En esta hybris de la razón se encuentra zambullida e inmersa la escuela pública y todo el sistema educativo. La filosofía de la pedagogía romántica que hoy prevalece en las escuelas, no riñe con la filosofía de un antro: “haz de tu vida una fiesta”.
Por último, se empieza a desmontar el corporativismo del sistema educativo, ¿pero quién desmontará la inercia corporativa arraigada en lo más profundo de la psique de los maestros? ¿Quién desmontará la mega corrupción de las autoridades educativas y de la clase política que no han sabido operar, sino de esta única manera? ¿Será todo por un acto de clonación? Es hora de que la clase política pague su parte de culpa. Es necesario evaluarlos y reprobarlos, y que se vayan cuando sea necesario. Ellos –los anteriores y los actuales– han sido los grandes responsables de que existan 56 millones de pobres y que exista una gran desigualdad social. Ellos son los principales culpables de esta baja calidad en la educación. Hasta ahora no podemos hablar de una reforma educativa; solo se está desmontando el corporativismo del SNTE. El proyecto de integración nacional está agotado. La escuela que era niveladora de oportunidades ya no lo es. En bancarrota está el proyecto del nacionalismo revolucionario. Ya no existe más un maestro misionero ni siquiera un maestro que enseñe. Cuando mucho encontramos en las escuelas un “facilitador” o un coordinador del autoaprendizaje. La nueva pedagogía cree que los niños deben guiarse por su propia creatividad e ingenio. ¿Todo esto es posible? ¿Nos hemos olvidado de la experiencia vicaria? ¿Echaremos en saco roto toda la cultura clásica?

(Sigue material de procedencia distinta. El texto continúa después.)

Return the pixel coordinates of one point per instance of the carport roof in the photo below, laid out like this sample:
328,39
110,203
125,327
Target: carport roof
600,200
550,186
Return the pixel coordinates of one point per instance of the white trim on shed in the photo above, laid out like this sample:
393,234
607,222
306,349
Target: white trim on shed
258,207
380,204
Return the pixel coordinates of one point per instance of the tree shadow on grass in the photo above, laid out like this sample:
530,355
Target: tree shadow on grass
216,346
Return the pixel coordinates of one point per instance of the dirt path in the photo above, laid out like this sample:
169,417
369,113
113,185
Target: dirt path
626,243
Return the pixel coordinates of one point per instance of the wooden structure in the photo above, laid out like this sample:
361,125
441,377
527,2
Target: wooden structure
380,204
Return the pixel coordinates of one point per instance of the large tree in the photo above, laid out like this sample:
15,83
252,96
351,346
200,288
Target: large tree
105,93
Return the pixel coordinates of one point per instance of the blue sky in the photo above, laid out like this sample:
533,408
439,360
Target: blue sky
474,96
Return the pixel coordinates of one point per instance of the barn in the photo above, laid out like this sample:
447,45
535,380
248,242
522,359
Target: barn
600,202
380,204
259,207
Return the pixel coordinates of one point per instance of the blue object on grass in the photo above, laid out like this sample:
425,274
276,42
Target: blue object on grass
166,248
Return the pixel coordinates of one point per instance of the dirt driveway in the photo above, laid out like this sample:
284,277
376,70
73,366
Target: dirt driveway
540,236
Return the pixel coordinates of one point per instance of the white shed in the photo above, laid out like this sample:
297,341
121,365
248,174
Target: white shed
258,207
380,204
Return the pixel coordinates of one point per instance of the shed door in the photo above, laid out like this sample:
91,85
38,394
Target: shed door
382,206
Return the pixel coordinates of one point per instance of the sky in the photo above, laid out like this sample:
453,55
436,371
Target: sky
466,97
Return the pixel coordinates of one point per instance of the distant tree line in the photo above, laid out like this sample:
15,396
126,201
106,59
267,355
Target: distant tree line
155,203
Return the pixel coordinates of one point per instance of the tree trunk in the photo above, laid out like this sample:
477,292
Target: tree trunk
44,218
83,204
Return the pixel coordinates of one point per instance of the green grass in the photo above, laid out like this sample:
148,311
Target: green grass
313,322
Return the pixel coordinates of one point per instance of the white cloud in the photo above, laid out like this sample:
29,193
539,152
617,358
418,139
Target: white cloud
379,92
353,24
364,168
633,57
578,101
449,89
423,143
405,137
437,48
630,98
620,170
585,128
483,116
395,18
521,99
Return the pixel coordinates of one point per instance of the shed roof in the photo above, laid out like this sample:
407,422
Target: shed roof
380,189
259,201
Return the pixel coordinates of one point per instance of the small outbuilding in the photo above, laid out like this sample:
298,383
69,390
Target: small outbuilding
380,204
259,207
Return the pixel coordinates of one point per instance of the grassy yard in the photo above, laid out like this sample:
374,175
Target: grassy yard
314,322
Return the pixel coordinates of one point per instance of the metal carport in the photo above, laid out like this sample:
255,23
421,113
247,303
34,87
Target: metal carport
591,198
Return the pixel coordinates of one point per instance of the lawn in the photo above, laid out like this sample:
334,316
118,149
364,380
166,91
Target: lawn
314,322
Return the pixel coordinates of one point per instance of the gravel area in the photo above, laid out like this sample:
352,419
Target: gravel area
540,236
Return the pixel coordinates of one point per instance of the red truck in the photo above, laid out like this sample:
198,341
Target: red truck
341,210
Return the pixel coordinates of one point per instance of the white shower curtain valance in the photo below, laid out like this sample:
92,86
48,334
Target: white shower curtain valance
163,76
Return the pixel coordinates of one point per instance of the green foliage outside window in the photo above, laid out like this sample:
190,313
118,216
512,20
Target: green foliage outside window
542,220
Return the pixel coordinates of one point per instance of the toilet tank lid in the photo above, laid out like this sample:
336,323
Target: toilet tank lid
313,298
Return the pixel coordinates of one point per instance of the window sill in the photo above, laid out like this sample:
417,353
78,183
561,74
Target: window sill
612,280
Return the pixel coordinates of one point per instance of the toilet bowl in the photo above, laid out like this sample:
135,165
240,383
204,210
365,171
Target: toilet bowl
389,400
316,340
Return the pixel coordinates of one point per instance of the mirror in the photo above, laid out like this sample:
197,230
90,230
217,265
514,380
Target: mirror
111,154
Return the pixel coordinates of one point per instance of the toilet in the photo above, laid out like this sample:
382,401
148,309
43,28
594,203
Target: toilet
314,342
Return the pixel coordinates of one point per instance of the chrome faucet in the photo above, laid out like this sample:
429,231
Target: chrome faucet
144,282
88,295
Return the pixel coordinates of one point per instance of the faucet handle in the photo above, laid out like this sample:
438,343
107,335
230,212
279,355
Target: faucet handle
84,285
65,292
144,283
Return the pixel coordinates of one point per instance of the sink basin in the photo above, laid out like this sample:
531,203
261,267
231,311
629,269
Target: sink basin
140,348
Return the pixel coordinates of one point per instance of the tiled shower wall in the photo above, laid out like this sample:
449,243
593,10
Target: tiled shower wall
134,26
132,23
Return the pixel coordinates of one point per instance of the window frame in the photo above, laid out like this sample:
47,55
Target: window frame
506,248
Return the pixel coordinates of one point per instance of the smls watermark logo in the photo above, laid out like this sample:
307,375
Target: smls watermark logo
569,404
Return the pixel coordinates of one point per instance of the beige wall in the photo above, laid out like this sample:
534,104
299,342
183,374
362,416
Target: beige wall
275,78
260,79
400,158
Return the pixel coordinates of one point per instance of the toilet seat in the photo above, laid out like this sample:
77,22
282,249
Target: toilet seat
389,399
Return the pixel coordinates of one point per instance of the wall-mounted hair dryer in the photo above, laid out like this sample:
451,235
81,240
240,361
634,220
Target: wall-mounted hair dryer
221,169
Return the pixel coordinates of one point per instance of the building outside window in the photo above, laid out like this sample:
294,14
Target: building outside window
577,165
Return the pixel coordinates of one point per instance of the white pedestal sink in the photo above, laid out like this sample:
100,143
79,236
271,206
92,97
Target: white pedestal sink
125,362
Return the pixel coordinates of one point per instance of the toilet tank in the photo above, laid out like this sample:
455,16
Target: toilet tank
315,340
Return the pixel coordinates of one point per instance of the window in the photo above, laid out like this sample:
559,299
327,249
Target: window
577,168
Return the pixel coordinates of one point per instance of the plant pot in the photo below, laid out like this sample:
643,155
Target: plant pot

Desde las facultades meta constitucionales del presidente, apenas queremos transitar hacia un Estado de derecho, a la cultura de la legalidad. ¿Podremos hacerlo con esta clase política que tenemos, y renegando siempre (hipócritamente) de la cultura liberal establecida como fundamento filosófico de la Constitución Política de los Estados Unidos Mexicanos? ¿Qué esfuerzo ingente se necesita para desprogramar la mentalidad corporativa de los docentes? Nos ahogamos todavía en las miasmas de la pre modernidad, y sin saberlo, como un acto reflejo, reproducimos todo lo negativo del espíritu posmoderno. ¡Vaya lío para Chuayffet y para el presidente Enrique Peña Nieto!